At Northwestern State University of Louisiana, 97% of entering full-time freshmen got some type of financial assistance some 1006 incoming students).
| Type of Aid | % of Freshmen Receiving | Average Amount |
|---|---|---|
| Grant or scholarship aid (all sources) | 93% | $12,098 |
| Institutional grants & scholarships | 69% | $5,177 |
| Federal Pell grants | 55% | $6,231 |
| State/local grants | 81% | $5,003 |
| Federal student loans | 48% | $5,363 |
Unlike loans, grants and scholarships are gift aid that does not need to be paid back, making them the most desirable form of assistance. At NSU, about 86% of undergrads got grants or scholarships worth on average $8,495 (for some 6784 students).
| Award | % of Undergrads Receiving | Average Amount |
|---|---|---|
| Grant or scholarship aid (all sources) | 86% | $8,495 |
| Federal Pell grants | 35% | $5,918 |
| Federal student loans | 35% | $6,972 |
For students living on campus and receiving title-IV aid, grants averaged $11,825.
The figures below show the average net price — cost after all grant and scholarship aid — broken out by family income.
| Family Income | Average Net Price |
|---|---|
| $0 – $48,000 | $12,186 |
| $30,001 – $75,000 | $13,138 |
| Over $75,000 | $17,726 |
Each amount is the average cost remaining once grant aid is subtracted, by income band.

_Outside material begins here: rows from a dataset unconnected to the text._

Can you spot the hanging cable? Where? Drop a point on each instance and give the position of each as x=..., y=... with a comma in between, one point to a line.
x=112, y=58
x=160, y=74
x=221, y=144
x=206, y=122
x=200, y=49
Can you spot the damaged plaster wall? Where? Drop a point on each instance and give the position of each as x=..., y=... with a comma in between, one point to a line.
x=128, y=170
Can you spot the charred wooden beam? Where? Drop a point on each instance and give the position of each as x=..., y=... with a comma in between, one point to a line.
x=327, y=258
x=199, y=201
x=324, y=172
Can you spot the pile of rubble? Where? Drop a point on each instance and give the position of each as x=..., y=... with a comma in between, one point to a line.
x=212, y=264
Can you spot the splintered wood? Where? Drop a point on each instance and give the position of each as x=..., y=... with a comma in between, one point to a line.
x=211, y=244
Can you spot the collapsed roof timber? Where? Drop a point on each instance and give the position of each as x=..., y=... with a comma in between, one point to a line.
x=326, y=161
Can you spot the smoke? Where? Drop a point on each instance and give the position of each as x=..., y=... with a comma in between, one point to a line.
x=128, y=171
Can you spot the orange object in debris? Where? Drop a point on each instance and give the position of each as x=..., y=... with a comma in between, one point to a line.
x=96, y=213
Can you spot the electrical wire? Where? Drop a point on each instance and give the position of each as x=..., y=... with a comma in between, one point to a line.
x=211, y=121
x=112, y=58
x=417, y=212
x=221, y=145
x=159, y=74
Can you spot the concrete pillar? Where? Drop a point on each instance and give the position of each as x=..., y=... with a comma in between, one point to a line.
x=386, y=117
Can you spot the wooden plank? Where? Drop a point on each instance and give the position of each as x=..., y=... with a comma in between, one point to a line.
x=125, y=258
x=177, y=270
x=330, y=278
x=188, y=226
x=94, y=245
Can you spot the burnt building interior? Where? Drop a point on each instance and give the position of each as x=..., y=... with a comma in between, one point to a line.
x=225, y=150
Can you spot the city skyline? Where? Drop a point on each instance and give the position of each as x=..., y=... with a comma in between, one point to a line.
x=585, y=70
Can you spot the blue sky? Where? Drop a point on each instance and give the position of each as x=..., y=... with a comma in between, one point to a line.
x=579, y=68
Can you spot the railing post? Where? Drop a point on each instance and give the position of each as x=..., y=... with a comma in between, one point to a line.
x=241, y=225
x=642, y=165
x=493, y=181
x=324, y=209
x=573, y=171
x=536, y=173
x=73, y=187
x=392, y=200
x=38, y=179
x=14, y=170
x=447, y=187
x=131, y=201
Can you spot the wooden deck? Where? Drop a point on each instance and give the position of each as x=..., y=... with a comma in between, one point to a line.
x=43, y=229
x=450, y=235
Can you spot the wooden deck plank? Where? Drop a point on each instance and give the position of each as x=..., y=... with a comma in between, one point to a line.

After grants and scholarships come off the published price, what remains is the net price — the best estimate of true out-of-pocket cost.
| Cohort | Average Net Price |
|---|---|
| On-campus title-IV students | $13,606 |
| Off-campus title-IV students | $13,809 |
For an estimate tailored to your family circumstances, see NSU’s net price tool: www.nsula.edu/NetPriceCalculator/.
Graduating students at NSU carry a median federal student debt of $15,000 of cumulative federal debt.
| Metric | Amount |
|---|---|
| Median federal debt (all student-aid borrowers) | $15,000 |
| Median federal debt (graduates only) | $25,000 |
| Typical 10-year monthly payment (graduates) | $265.04/mo |
At a typical 10-year repayment schedule, the median graduate would pay about the monthly figure above.
The numbers below show the full range, not just the middle of the distribution. The figures below chart the debt distribution at NSU.
| Percentile | Cumulative Federal Debt |
|---|---|
| 10th percentile (lowest-debt students) | $3,000 |
| 25th percentile | $5,500 |
| 75th percentile | $25,000 |
| 90th percentile (highest-debt students) | $36,250 |
The figures below break down median federal debt by income tier, first-generation status, and dependency.
Median Debt by Income Bracket
| Income tier | Median federal debt |
|---|---|
| Low income | $14,750 |
| Middle income | $15,750 |
| High income | $14,000 |
First-Generation Comparison
| Cohort | Median federal debt |
|---|---|
| First-generation students | $15,250 |
| Continuing-generation students | $13,486 |
Dependency-Status Comparison
| Cohort | Median federal debt |
|---|---|
| Dependent students | $13,000 |
| Independent students | $18,314 |
These indicators are derived from the underlying debt data and summarize the overall picture at NSU.
The Stafford loan program is the largest source of federal direct loans to undergraduates. These figures summarize annual Stafford program activity at NSU:
| Metric | Value |
|---|---|
| Stafford loan recipients | 40701 |
| Total Stafford loan amount | $936,986,917 |
Military-affiliated students can tap the Post-9/11 GI Bill and DoD Tuition Assistance.
Post-9/11 GI Bill activity
| Metric | Value |
|---|---|
| GI Bill recipients | 157 |
| Total GI Bill amount | $534,487 |
| Average GI Bill amount per recipient | $3,404 |
DoD program volume
| Metric | Value |
|---|---|
| DoD Tuition Assistance recipients | 152 |
| Total DoD amount | $230,245 |
| Average DoD amount per recipient | $1,515 |
References
More about our data sources and methodologies.